We believe the amounts payable under these agreements are consistent with market standards as confirmed by our review in 2011 of a study of the competitive practices with regard to change in control severance benefits at the 100 largest companies in the S&P 500, which was the data available to us at the time of this review. As it relates to tax gross-up payments for any federal excise taxes that may be owed by an executive, this analysis indicated that most companies, similar to WEC, are “grandfathering” existing employment agreements.
In addition, our supplemental pension plan provides that in the event of a change in control of WEC, each named executive officer will be entitled to a lump sum payment of amounts due under the plan if employment is terminated within 18 months of the change in control.
For a more detailed discussion of the benefits and tables that describe payouts under various termination scenarios, see “Potential Payments upon Termination or Change in Control” later in this information statement.
Impact of Prior Compensation.The Compensation Committee does not believe it is appropriate to consider the amounts realized or realizable from prior incentive compensation awards when establishing future levels of short-term and long-term incentive compensation.
Section 162(m) of the Internal Revenue Code.Section 162(m) of the Internal Revenue Code limits the deductibility of certain executives’ compensation that exceeds $1 million per year, unless the compensation is performance-based under Section 162(m) and is issued through a plan that has been approved by stockholders.
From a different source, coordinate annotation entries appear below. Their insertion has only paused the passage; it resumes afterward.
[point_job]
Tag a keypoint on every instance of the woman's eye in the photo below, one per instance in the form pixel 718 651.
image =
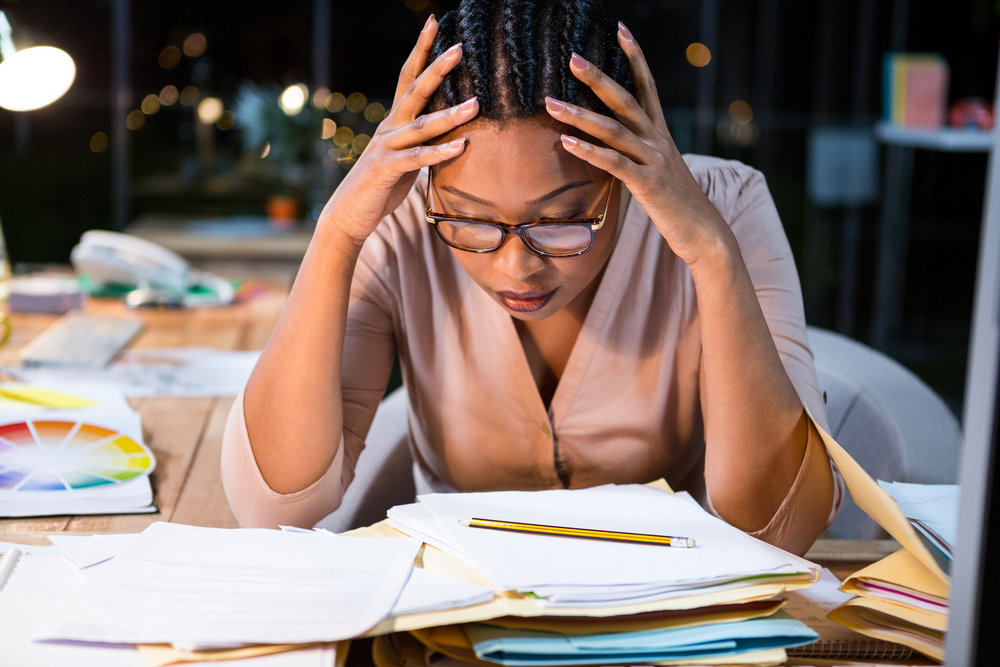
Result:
pixel 563 216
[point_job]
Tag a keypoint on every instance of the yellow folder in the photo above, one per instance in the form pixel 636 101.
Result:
pixel 512 604
pixel 880 506
pixel 900 570
pixel 870 617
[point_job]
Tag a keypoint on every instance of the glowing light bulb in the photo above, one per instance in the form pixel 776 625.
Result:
pixel 210 110
pixel 35 77
pixel 293 99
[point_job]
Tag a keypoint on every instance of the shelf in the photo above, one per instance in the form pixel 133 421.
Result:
pixel 946 139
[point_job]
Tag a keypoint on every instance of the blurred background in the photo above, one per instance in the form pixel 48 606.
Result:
pixel 220 128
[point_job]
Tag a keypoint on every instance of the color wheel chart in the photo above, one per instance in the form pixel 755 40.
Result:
pixel 47 455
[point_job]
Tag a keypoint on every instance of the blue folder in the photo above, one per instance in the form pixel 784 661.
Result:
pixel 528 648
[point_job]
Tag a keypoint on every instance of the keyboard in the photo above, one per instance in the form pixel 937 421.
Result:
pixel 79 339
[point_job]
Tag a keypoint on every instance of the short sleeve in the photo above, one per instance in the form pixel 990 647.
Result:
pixel 371 333
pixel 742 197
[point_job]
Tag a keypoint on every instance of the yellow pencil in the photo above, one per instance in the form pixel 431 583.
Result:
pixel 581 533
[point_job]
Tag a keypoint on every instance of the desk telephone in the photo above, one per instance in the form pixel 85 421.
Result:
pixel 160 277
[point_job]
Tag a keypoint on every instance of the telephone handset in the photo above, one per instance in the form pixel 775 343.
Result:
pixel 110 258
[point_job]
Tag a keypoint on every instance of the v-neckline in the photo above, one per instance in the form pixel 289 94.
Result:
pixel 586 340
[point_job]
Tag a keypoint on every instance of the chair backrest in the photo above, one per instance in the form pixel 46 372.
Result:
pixel 383 475
pixel 887 418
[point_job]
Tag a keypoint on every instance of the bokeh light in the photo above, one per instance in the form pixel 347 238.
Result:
pixel 169 58
pixel 195 45
pixel 343 136
pixel 329 127
pixel 189 96
pixel 35 77
pixel 698 54
pixel 227 120
pixel 293 99
pixel 135 120
pixel 319 97
pixel 336 103
pixel 374 112
pixel 356 102
pixel 210 110
pixel 150 104
pixel 99 142
pixel 740 112
pixel 360 143
pixel 169 95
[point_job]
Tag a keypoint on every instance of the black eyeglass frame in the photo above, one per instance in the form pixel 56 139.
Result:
pixel 593 224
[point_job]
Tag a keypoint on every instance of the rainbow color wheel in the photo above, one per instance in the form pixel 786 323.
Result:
pixel 46 455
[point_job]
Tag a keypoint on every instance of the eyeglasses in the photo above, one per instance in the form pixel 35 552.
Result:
pixel 548 238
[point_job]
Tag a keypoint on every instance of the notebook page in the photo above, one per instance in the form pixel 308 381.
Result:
pixel 812 605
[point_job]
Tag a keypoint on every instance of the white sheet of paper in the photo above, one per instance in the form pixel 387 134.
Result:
pixel 429 591
pixel 811 606
pixel 38 584
pixel 88 550
pixel 934 504
pixel 184 584
pixel 179 371
pixel 545 565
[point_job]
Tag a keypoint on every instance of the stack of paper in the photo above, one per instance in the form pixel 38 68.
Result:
pixel 71 449
pixel 198 587
pixel 915 89
pixel 42 579
pixel 902 598
pixel 572 601
pixel 177 371
pixel 933 510
pixel 558 572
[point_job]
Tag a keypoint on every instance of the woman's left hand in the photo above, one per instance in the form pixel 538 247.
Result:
pixel 640 152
Although the Compensation Committee may take into consideration the provisions of Section 162(m), it believes that maintaining tax deductibility is only one consideration among many in the design of an effective executive compensation program.
With respect to 2011 compensation for the named executive officers, the stock option grants under WEC’s 1993 Omnibus Stock Incentive Plan have been structured to qualify as performance based compensation under Section 162(m). The remaining components of the 2011 compensation program do not qualify for tax deductibility under Section 162(m).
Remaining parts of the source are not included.